Citrobacter rodentium is a mouse pathogen that causes infectious
colitis and shares characteristics with human enteropathogenic (EPEC) and enterohemorrhagic (EHEC) Escherichia coli, including the ability to cause attaching and effacing lesions in the colon and serves as a useful model to study the pathogenicity of these bacteria. In this study, mice were fed a
selenium-deficient diet for 5 or 20 weeks and then infected with C. rodentium. Colonization of the colon by C. rodentium was similar in mice fed adequate or
selenium-deficient diets, but total bacterial colonization of the spleen was elevated in mice fed
selenium-deficient diet for 20 weeks.
Infection-induced changes to the colon included inflammatory cell infiltration, gross changes in crypt architecture, and ulceration and denuding of the epithelial layer that were greatest in mice fed a
selenium-deficient diet for 20 weeks.

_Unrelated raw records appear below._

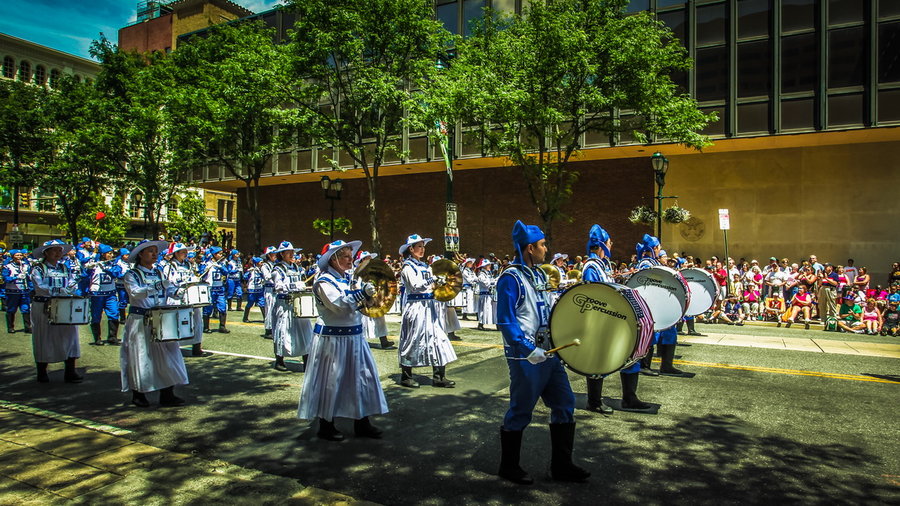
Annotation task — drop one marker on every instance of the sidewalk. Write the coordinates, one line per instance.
(44, 460)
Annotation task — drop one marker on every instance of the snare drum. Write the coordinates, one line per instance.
(612, 321)
(196, 295)
(171, 323)
(704, 290)
(68, 310)
(304, 304)
(665, 292)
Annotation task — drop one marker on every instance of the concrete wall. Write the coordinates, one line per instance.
(836, 202)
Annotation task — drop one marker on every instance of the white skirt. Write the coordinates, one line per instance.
(341, 380)
(52, 343)
(149, 365)
(423, 341)
(292, 336)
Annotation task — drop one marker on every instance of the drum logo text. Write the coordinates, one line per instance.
(588, 304)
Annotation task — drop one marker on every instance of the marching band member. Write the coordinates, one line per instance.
(374, 328)
(179, 272)
(523, 318)
(18, 290)
(213, 272)
(102, 289)
(487, 309)
(597, 270)
(256, 284)
(53, 343)
(342, 379)
(422, 339)
(265, 268)
(291, 335)
(148, 365)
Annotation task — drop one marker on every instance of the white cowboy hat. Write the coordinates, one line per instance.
(412, 240)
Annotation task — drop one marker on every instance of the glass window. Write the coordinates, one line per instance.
(798, 63)
(712, 73)
(798, 15)
(711, 24)
(472, 10)
(798, 114)
(889, 52)
(844, 11)
(448, 15)
(675, 21)
(845, 110)
(753, 117)
(754, 71)
(753, 18)
(889, 105)
(846, 59)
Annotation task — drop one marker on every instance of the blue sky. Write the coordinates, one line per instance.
(71, 26)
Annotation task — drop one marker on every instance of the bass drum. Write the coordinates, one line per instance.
(704, 290)
(666, 293)
(612, 321)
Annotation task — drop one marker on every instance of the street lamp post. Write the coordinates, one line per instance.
(332, 188)
(660, 166)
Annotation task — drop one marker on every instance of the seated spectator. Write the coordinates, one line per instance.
(872, 318)
(891, 320)
(801, 302)
(850, 317)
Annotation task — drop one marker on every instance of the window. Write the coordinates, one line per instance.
(25, 72)
(9, 67)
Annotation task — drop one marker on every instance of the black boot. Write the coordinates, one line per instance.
(328, 431)
(562, 440)
(364, 428)
(139, 399)
(43, 377)
(595, 397)
(645, 363)
(406, 378)
(438, 377)
(112, 332)
(667, 354)
(95, 332)
(510, 448)
(167, 397)
(71, 376)
(630, 400)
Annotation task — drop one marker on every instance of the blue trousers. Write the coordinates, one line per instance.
(529, 382)
(20, 301)
(217, 299)
(104, 303)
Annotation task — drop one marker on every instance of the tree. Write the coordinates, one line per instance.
(535, 83)
(230, 103)
(355, 64)
(191, 220)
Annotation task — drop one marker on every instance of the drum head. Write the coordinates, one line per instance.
(604, 321)
(703, 290)
(665, 293)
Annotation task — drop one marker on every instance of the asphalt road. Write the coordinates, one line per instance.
(725, 436)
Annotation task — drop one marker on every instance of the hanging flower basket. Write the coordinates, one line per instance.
(676, 214)
(643, 215)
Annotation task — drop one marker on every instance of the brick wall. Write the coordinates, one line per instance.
(489, 201)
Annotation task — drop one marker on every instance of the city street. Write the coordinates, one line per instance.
(754, 424)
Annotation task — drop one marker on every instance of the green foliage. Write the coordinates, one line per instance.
(191, 220)
(536, 82)
(323, 226)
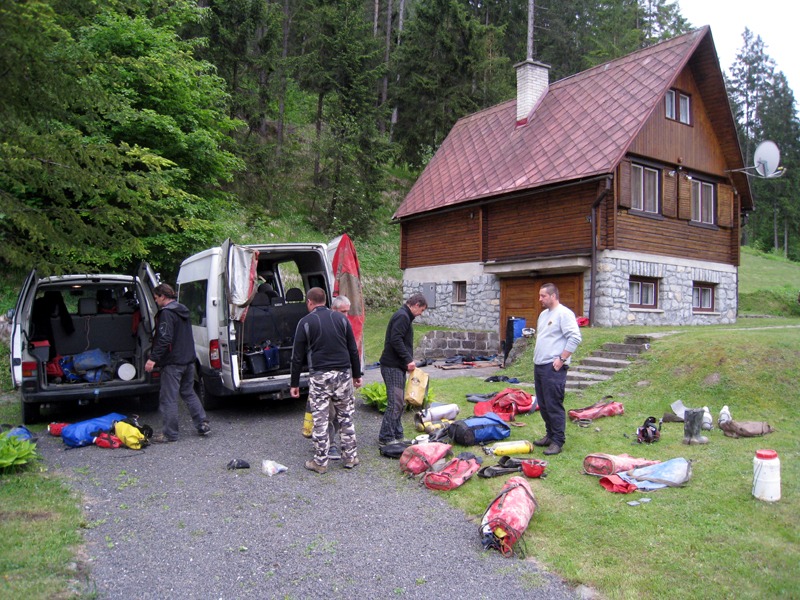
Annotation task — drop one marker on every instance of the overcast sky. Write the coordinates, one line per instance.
(773, 20)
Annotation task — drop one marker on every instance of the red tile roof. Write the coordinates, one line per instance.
(580, 128)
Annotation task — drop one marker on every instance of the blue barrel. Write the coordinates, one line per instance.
(518, 323)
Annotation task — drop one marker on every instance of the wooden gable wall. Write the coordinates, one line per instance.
(694, 146)
(441, 238)
(547, 223)
(679, 150)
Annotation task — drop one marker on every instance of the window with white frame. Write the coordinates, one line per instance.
(644, 189)
(678, 107)
(703, 297)
(684, 106)
(669, 104)
(459, 292)
(642, 292)
(702, 202)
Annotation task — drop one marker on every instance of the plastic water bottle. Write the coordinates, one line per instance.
(708, 421)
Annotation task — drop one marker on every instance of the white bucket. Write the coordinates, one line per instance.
(767, 476)
(126, 371)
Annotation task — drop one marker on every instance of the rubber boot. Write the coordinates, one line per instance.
(692, 424)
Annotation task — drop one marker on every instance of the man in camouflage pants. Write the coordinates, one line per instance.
(325, 339)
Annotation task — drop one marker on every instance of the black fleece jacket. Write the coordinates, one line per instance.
(173, 343)
(326, 338)
(398, 347)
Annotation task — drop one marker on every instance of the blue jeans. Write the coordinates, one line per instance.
(550, 386)
(391, 428)
(178, 379)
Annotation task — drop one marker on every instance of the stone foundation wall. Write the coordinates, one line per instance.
(480, 312)
(674, 293)
(444, 344)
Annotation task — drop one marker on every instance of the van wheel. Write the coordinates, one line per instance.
(30, 413)
(148, 403)
(207, 399)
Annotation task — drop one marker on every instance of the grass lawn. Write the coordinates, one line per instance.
(709, 539)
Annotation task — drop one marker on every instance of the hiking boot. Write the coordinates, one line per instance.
(552, 449)
(312, 466)
(350, 464)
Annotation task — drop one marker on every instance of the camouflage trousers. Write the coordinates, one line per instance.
(326, 390)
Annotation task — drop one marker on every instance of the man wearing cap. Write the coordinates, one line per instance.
(325, 339)
(173, 353)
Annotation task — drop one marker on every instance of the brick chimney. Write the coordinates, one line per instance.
(532, 82)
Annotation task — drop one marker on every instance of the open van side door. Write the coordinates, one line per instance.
(347, 282)
(22, 314)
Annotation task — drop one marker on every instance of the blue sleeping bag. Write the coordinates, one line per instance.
(83, 433)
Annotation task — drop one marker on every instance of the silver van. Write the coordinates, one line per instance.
(83, 338)
(245, 302)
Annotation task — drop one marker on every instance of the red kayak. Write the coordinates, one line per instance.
(347, 282)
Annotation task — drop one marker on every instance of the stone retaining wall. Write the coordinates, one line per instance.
(444, 344)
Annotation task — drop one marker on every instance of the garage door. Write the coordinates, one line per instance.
(519, 297)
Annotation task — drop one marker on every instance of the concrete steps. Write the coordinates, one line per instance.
(603, 364)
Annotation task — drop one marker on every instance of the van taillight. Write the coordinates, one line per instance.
(213, 354)
(29, 368)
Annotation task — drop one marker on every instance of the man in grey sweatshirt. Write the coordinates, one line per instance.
(557, 337)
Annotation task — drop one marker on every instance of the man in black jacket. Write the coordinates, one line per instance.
(173, 352)
(397, 360)
(325, 338)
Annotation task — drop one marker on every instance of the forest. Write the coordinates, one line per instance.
(130, 131)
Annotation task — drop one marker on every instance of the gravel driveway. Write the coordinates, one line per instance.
(172, 521)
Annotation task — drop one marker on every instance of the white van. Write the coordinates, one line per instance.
(83, 338)
(245, 303)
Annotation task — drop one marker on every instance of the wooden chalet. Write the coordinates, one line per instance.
(617, 184)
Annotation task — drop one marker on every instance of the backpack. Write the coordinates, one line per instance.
(83, 433)
(452, 475)
(648, 432)
(479, 430)
(507, 403)
(416, 388)
(393, 450)
(421, 457)
(601, 464)
(105, 439)
(507, 516)
(597, 410)
(132, 434)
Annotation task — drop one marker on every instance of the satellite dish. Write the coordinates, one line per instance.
(767, 158)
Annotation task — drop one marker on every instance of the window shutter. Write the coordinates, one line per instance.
(684, 198)
(669, 200)
(724, 205)
(624, 199)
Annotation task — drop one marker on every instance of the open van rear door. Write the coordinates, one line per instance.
(239, 274)
(149, 280)
(22, 314)
(347, 282)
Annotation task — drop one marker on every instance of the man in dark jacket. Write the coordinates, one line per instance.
(325, 338)
(173, 353)
(397, 360)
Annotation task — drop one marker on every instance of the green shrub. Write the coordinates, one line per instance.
(374, 394)
(16, 454)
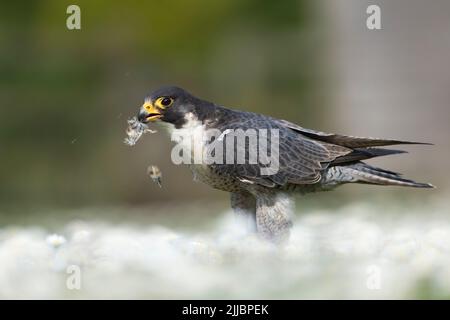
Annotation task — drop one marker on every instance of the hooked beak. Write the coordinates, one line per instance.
(148, 112)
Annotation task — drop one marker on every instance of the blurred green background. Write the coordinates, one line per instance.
(66, 95)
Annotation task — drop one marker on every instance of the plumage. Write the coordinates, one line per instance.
(308, 160)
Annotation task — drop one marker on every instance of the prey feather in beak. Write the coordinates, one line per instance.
(149, 112)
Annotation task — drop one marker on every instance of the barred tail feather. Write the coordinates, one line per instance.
(361, 172)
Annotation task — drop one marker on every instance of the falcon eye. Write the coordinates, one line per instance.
(166, 101)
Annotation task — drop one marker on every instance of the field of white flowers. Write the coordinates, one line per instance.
(362, 251)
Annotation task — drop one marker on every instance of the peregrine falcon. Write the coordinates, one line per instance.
(307, 160)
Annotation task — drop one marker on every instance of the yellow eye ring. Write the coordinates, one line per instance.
(163, 102)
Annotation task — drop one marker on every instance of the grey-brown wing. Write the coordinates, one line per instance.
(300, 159)
(343, 140)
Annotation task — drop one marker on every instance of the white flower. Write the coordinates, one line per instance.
(55, 240)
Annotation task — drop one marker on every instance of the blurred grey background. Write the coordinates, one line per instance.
(66, 95)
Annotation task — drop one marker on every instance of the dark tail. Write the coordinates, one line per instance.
(361, 172)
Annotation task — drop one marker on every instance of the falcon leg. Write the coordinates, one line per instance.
(273, 221)
(244, 206)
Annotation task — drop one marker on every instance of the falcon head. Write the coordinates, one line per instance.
(168, 104)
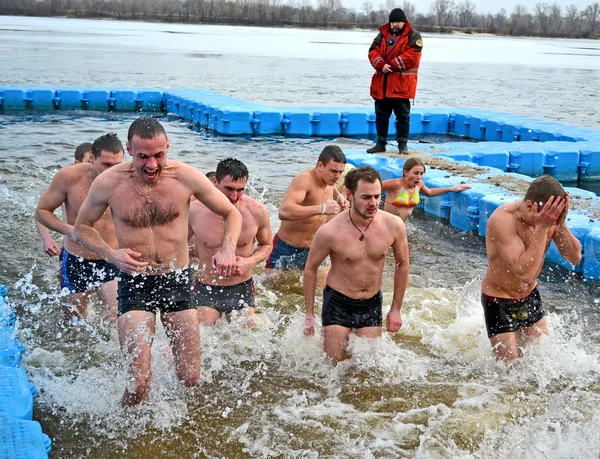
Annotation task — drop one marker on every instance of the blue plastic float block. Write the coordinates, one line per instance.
(488, 204)
(583, 194)
(39, 98)
(494, 128)
(526, 158)
(16, 393)
(486, 154)
(7, 316)
(150, 100)
(21, 439)
(561, 161)
(580, 226)
(268, 121)
(538, 131)
(200, 113)
(308, 122)
(429, 121)
(130, 100)
(68, 99)
(12, 99)
(95, 99)
(489, 175)
(467, 122)
(10, 349)
(440, 205)
(591, 251)
(589, 161)
(511, 130)
(123, 100)
(232, 121)
(356, 157)
(354, 121)
(391, 170)
(464, 213)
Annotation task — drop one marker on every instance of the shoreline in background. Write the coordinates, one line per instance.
(441, 30)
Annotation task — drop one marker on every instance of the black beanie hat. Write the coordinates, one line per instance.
(397, 15)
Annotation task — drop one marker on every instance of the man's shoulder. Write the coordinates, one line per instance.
(253, 206)
(73, 171)
(415, 40)
(303, 179)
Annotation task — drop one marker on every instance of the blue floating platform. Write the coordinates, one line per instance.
(21, 439)
(16, 393)
(10, 349)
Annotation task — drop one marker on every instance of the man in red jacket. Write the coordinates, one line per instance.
(395, 55)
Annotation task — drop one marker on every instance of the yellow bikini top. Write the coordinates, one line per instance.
(402, 200)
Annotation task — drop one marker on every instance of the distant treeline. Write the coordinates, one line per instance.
(546, 20)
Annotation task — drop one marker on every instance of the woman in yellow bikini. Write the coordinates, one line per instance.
(403, 193)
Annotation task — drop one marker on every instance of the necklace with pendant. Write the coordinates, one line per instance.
(146, 196)
(362, 233)
(522, 220)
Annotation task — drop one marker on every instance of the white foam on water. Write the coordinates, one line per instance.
(432, 390)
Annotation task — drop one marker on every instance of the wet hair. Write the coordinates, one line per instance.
(412, 162)
(107, 142)
(542, 188)
(364, 173)
(145, 127)
(82, 150)
(236, 169)
(332, 152)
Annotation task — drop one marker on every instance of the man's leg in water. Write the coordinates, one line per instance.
(208, 316)
(75, 305)
(535, 332)
(505, 347)
(336, 342)
(183, 330)
(108, 296)
(136, 333)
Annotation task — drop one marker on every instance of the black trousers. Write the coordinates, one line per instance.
(383, 111)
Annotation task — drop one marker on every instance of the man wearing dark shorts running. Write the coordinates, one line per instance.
(81, 270)
(518, 235)
(357, 241)
(310, 200)
(150, 199)
(217, 295)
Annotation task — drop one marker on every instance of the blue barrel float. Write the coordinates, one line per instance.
(20, 436)
(507, 144)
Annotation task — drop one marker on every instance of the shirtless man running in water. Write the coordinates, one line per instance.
(150, 200)
(218, 295)
(310, 200)
(82, 270)
(518, 235)
(357, 241)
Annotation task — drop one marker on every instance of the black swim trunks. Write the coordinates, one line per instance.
(169, 292)
(225, 298)
(79, 275)
(504, 315)
(338, 309)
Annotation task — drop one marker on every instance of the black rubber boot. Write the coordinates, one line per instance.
(378, 148)
(402, 147)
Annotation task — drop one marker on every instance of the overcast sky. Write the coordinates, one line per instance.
(483, 6)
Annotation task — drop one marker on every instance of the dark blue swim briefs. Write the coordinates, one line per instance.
(339, 309)
(169, 292)
(504, 315)
(286, 256)
(225, 298)
(79, 275)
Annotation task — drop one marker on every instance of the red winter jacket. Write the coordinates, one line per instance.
(403, 53)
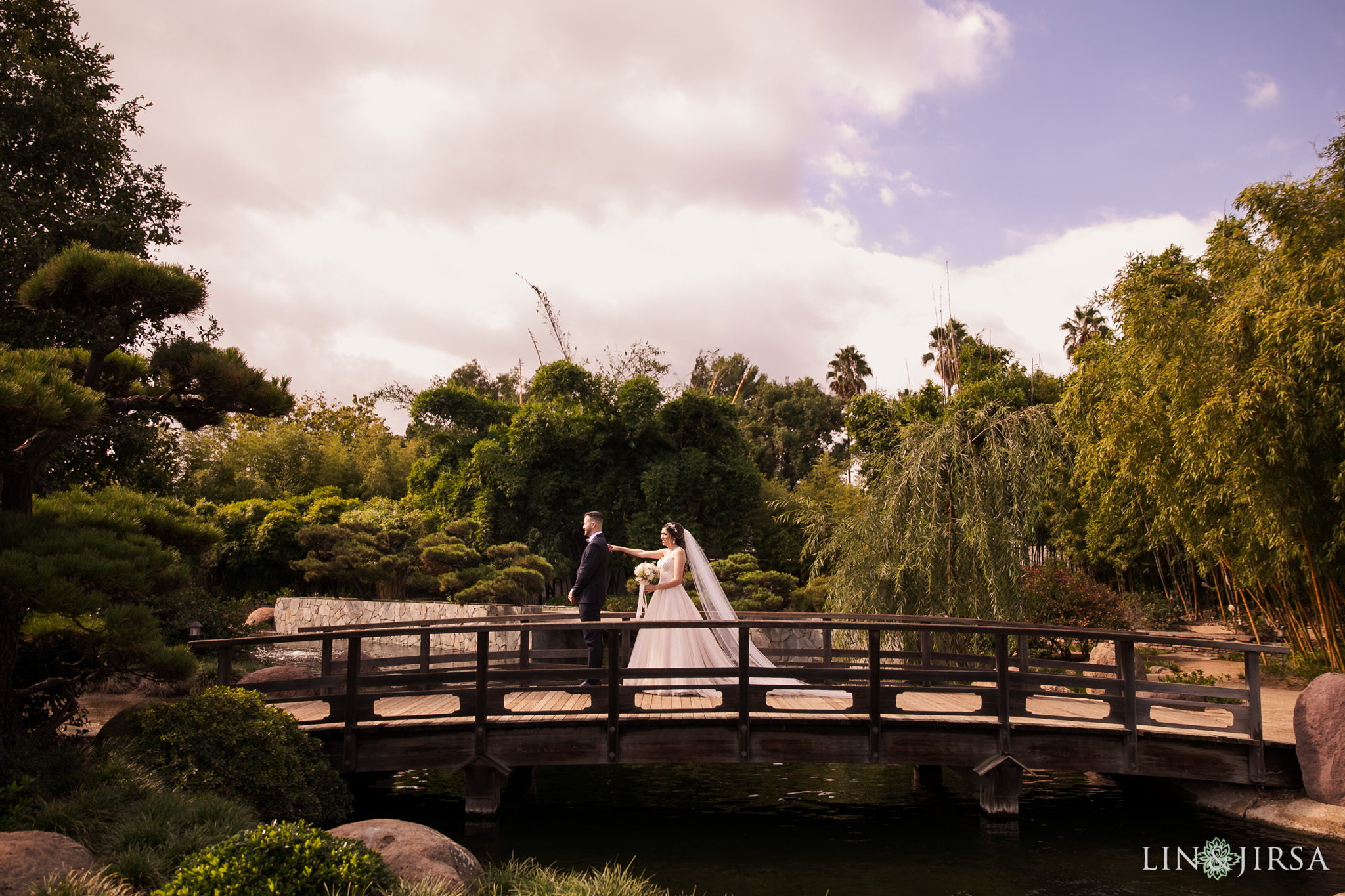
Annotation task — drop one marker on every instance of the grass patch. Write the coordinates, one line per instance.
(119, 809)
(529, 878)
(1199, 677)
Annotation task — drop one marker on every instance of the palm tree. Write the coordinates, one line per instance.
(1087, 323)
(946, 340)
(848, 372)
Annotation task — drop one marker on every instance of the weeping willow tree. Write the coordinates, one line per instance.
(946, 517)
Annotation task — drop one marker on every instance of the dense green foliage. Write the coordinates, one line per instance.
(51, 395)
(119, 809)
(282, 859)
(318, 445)
(66, 164)
(529, 472)
(984, 375)
(229, 742)
(1208, 435)
(789, 426)
(79, 580)
(944, 517)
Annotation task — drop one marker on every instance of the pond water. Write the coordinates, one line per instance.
(850, 830)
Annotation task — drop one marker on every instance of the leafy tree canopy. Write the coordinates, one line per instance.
(53, 394)
(581, 442)
(946, 516)
(317, 445)
(1214, 421)
(984, 375)
(66, 165)
(77, 581)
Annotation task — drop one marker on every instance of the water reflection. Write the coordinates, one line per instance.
(853, 830)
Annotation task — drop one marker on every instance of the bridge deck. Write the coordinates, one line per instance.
(911, 691)
(569, 707)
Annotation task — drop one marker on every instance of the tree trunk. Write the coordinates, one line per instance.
(16, 490)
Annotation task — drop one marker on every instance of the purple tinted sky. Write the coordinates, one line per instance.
(772, 177)
(1110, 109)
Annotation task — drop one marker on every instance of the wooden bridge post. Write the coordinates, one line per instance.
(926, 654)
(613, 696)
(875, 691)
(327, 661)
(482, 788)
(1126, 671)
(525, 643)
(1002, 692)
(1000, 790)
(349, 743)
(225, 667)
(744, 695)
(1256, 753)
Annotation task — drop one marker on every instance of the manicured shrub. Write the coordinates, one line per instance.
(283, 859)
(120, 811)
(1055, 594)
(228, 742)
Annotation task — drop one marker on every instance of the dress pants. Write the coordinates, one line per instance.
(592, 637)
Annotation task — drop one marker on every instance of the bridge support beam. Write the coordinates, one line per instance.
(927, 777)
(482, 788)
(1000, 788)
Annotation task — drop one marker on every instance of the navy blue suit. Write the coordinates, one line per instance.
(591, 594)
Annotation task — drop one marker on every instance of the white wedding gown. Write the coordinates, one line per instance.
(677, 648)
(698, 648)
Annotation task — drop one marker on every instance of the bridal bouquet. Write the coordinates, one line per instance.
(648, 572)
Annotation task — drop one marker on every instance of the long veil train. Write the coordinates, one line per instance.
(716, 605)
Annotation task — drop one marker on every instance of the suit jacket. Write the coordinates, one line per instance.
(591, 578)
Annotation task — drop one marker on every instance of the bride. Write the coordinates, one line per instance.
(692, 648)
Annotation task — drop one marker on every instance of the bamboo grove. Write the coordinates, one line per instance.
(1197, 448)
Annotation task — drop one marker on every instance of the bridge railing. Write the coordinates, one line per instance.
(872, 677)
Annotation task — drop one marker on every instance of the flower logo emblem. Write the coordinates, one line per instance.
(1216, 859)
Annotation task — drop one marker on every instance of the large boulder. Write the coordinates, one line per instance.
(263, 617)
(1105, 654)
(1320, 738)
(414, 852)
(278, 673)
(27, 856)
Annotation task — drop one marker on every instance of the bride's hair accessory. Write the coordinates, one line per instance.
(677, 532)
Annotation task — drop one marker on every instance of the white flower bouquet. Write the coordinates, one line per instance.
(648, 572)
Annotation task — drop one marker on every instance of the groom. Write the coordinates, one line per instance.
(590, 589)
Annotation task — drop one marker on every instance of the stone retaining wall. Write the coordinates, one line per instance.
(295, 613)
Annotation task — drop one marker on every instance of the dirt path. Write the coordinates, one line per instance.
(1277, 700)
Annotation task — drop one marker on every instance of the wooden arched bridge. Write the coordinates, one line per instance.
(495, 698)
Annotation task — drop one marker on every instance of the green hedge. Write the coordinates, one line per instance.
(283, 859)
(228, 742)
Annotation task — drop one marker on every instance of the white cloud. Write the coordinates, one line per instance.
(462, 108)
(1262, 93)
(378, 297)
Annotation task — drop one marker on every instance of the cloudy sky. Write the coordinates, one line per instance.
(772, 178)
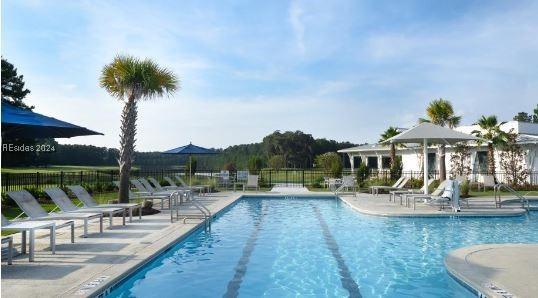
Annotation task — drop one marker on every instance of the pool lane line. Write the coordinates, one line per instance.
(241, 269)
(345, 275)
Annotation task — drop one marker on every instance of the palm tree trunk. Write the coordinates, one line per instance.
(442, 165)
(127, 146)
(491, 160)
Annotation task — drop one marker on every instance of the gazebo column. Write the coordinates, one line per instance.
(425, 166)
(380, 163)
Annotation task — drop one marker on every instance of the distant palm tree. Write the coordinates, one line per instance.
(387, 134)
(441, 112)
(130, 79)
(490, 130)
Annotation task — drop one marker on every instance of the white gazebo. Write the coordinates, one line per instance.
(425, 133)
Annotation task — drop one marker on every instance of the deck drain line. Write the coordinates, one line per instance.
(345, 276)
(241, 268)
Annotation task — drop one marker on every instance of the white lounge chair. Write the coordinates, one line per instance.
(34, 211)
(252, 182)
(486, 181)
(30, 226)
(88, 201)
(183, 192)
(435, 195)
(173, 185)
(400, 183)
(60, 198)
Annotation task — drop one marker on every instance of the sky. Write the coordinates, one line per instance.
(342, 70)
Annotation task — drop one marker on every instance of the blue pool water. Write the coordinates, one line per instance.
(318, 247)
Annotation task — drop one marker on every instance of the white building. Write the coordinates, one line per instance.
(377, 156)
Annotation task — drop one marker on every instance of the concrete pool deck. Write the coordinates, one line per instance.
(380, 206)
(92, 264)
(496, 270)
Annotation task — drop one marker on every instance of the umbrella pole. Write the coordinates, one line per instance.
(190, 170)
(425, 166)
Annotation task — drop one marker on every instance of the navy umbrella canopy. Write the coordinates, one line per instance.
(190, 150)
(25, 124)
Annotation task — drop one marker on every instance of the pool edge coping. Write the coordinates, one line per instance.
(453, 259)
(512, 213)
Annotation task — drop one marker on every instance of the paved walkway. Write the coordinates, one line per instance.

Expression of pro-inflammatory genes was significantly higher 12-days post-
infection in mice fed the
selenium-deficient diet for 20 weeks compared to mice fed a
selenium-adequate diet or
selenium-deficient diet for 5 weeks.
Diarrhea was prevalent in mice fed the
selenium-deficient diet for 20 weeks but not 5 weeks, and this was associated with decreased expression of solute carrier family 26a3 and
carbonic anhydrase IV, genes involved in ion transport. These results indicated that
selenium played an important role in resistance to the pathological effects of a C. rodentium
infection, and therefore,
selenium status may be important in the expression of human disease caused by common food-borne bacteria.